[PATCH] cleanup: use x in (a, b) instead of x == a or x == b
Matt Mackall
mpm at selenic.com
Thu Sep 23 16:05:48 CDT 2010
On Thu, 2010-09-23 at 19:02 +0200, Isaac Jurado wrote:
> Replying Matt Mackall:
> >
> > optimal:
> > $ python -m timeit -s 'a, b, c = 0, 0, 2' -c 'if a == b or a == c: pass'
> > 10000000 loops, best of 3: 0.083 usec per loop
> > $ python -m timeit -s 'a, b, c = 0, 0, 2' -c 'if a == (b, c): pass'
> > 1000000 loops, best of 3: 0.28 usec per loop
> >
> > pessimal:
> > $ python -m timeit -s 'a, b, c = 0, 1, 2' -c 'if a == b or a == c: pass'
> > 10000000 loops, best of 3: 0.134 usec per loop
> > $ python -m timeit -s 'a, b, c = 0, 1, 2' -c 'if a == (b, c): pass'
> > 1000000 loops, best of 3: 0.29 usec per loop
>
> Just for the record.
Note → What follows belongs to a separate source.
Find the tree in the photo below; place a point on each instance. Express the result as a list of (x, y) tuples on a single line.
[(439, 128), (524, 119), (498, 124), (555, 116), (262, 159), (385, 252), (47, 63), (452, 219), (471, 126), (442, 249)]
I don't know if the "a == (b, c)" expression is
> intentional or a typo, but in both pessimal and optimal cases there is
> almost no time difference because a scalar is being compared with a
> tuple.
>
> Changing it to "a in (b, c)", what the whole thread was all about, shows
> the difference between the two cases.
Yep, thinko on my part. Corrected examples, numbers:
optimal:
$ python -m timeit -s 'a, b, c = 0, 0, 2' -c 'if a == b or a == c: pass'
10000000 loops, best of 3: 0.083 usec per loop
$ python -m timeit -s 'a, b, c = 0, 0, 2' -c 'if a in (b, c):
pass'10000000 loops, best of 3: 0.193 usec per loop
pessimal:
$ python -m timeit -s 'a, b, c = 0, 1, 2' -c 'if a == b or a == c: pass'
10000000 loops, best of 3: 0.134 usec per loop
$ python -m timeit -s 'a, b, c = 0, 1, 2' -c 'if a in (b, c): pass'
1000000 loops, best of 3: 0.28 usec per loop
Both the thinko and the fixed version do a good job of highlighting the
hidden cost of tuples.
(That's py2.5 and 2.6 is similar. The gap has shrunk in py3.1 though:
one result gets substantially worse and the other gets substantially
better.)
--
Mathematics is the supreme nostalgia of our time.